WHY can't we use the same trick when doing supervised learning? I was thinking that the reason we used cross-entropy is because it is differentiable, but apparently tf.gather is differentiable as well.

I mean - IF we measure ourselves on classification error, and we CAN optimize for classification error as it's differentiable, isn't it BETTER to also optimize for classification error instead of this weird cross-entropy proxy?


Solution

  • Policy gradient is using cross entropy (or KL divergence, as Ishant pointed out). For supervised learning tf.gather is really just implementational trick, nothing else. For RL on the other hand it is a must because you do not know "what would happen" if you would execute other action. Consequently you end up with high variance estimator of your gradients, something that you would like to avoid for all costs, if possible.

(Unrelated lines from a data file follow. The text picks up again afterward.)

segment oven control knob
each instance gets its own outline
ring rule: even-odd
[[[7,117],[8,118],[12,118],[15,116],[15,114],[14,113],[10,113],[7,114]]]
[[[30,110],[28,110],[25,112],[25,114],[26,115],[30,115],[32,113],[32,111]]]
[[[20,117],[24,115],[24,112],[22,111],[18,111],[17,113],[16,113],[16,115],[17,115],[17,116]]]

    Going back to supervised learning though

    CE(p||q) = - SUM_i q_i log p_i
    

    Lets assume that q_i is one hot encoded, with 1 at k'th position, then

    CE(p||q) = - q_k log p_k = - log p_k
    

    So if you want, you can implement this as tf.gather, it simply does not matter. The cross-entropy is simply more generic because it handles more complex targets. In particular, in TF you have sparse cross entropy which does exactly what you describe - exploits one hot encoding, that's it. Mathematically there is no difference, there is small difference computation-wise, and there are functions doing exactly what you want.